Este 7 de diciembre se celebró en Estocolmo, Suecia, la ceremonia de entrega del Premio Nobel de Literatura 2022, concedido a la escritora francesa Annie Ernaux.
En su discurso de recepción, Ernaux realizó un recorrido a la vez íntimo e iluminador sobre los motivos, dudas, interrogantes, principios y hallazgos que encontró desde el momento en que escribir se le reveló como un camino de vida, hasta las maneras en que dicha labor fue desarrollándose, poco a poco, página tras página, libro tras libro.
El discurso es en cierta medida un homenaje no sólo a los dones que la escritura le ofreció, sino también a las personas que directa o indirectamente han nutrido su labor como escritora y a quienes ha buscado incorporar a la literatura de una manera genuina, honesta y respetuosa (en el sentido más etimológico de la palabra respeto).
Compartimos a continuación una traducción del discurso de Annie Ernaux, pronunciado originalmente en el francés nativo de la escritora, tomado del sitio web de los Premios Nobel y del cual hasta ahora sólo se han dado a conocer sus versiones oficiales en sueco y en inglés.

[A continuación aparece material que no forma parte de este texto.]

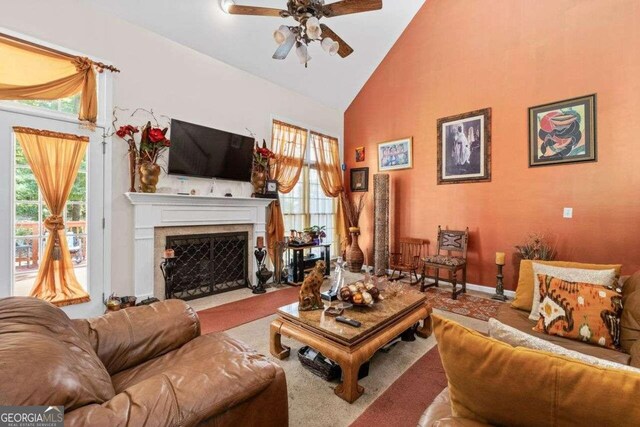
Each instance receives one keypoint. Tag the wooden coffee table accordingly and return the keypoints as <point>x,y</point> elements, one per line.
<point>350,347</point>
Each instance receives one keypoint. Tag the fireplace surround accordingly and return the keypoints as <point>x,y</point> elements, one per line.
<point>157,216</point>
<point>207,264</point>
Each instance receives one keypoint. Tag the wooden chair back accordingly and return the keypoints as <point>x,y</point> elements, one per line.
<point>453,241</point>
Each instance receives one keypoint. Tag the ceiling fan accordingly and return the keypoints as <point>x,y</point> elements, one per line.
<point>309,29</point>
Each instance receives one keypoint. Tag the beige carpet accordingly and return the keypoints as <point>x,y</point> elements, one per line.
<point>311,399</point>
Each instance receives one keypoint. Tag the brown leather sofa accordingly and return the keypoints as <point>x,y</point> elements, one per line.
<point>144,366</point>
<point>439,413</point>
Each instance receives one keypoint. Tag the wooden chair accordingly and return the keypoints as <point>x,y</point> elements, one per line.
<point>448,241</point>
<point>407,259</point>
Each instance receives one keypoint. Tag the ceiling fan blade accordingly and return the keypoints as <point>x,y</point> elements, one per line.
<point>252,10</point>
<point>344,50</point>
<point>285,48</point>
<point>346,7</point>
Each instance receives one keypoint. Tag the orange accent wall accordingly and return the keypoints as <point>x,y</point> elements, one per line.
<point>463,55</point>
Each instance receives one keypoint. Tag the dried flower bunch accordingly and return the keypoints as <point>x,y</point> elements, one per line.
<point>536,247</point>
<point>354,210</point>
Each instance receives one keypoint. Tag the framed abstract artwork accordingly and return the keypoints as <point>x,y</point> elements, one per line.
<point>464,147</point>
<point>359,179</point>
<point>394,155</point>
<point>563,132</point>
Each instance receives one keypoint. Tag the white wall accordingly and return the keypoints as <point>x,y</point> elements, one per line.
<point>173,80</point>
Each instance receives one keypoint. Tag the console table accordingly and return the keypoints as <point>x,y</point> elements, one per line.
<point>298,265</point>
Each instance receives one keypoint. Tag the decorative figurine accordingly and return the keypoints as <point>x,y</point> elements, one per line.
<point>310,298</point>
<point>499,295</point>
<point>263,274</point>
<point>168,268</point>
<point>338,281</point>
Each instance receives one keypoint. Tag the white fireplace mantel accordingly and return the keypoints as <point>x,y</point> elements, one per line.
<point>173,210</point>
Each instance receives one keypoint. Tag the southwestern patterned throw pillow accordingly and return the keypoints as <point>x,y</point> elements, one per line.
<point>580,311</point>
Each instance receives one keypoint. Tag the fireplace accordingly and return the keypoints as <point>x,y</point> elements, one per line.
<point>207,264</point>
<point>158,216</point>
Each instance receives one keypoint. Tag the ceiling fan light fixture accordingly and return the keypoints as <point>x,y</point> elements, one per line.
<point>281,34</point>
<point>313,28</point>
<point>330,46</point>
<point>303,53</point>
<point>226,5</point>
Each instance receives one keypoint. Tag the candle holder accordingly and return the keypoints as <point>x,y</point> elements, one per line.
<point>168,268</point>
<point>499,295</point>
<point>263,274</point>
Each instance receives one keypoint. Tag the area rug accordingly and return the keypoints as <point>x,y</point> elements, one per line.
<point>466,305</point>
<point>247,310</point>
<point>403,403</point>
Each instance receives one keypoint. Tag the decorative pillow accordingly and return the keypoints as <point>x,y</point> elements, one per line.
<point>581,275</point>
<point>524,291</point>
<point>517,338</point>
<point>497,384</point>
<point>579,311</point>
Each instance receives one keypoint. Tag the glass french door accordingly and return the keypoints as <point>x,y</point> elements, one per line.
<point>22,212</point>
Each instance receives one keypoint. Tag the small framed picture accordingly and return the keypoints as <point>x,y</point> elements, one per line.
<point>271,188</point>
<point>394,155</point>
<point>359,179</point>
<point>464,147</point>
<point>563,132</point>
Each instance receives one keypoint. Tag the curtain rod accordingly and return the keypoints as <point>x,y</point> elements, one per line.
<point>101,66</point>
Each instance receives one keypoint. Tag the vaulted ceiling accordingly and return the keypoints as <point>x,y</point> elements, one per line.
<point>246,42</point>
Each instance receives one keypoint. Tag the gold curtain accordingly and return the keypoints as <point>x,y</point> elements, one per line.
<point>29,71</point>
<point>327,152</point>
<point>289,144</point>
<point>55,159</point>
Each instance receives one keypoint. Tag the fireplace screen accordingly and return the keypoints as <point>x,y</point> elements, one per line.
<point>208,264</point>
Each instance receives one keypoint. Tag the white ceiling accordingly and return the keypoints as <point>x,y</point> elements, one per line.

¿Por dónde empezar? Me he hecho esta pregunta decenas de veces delante de la página en blanco. Como si tuviera que encontrar la frase, la única, que me permitiera empezar a escribir el libro y barrer con mis dudas de golpe. Una especie de llave. Hoy, para afrontar una situación que, tras el estupor del acontecimiento –”¿de verdad me está pasando esto a mí?– mi imaginación me presenta con un miedo creciente, es la misma necesidad la que me abruma. Encontrar la frase que me dé la libertad y la firmeza para hablar sin temblar, en este lugar donde me han invitado esta noche.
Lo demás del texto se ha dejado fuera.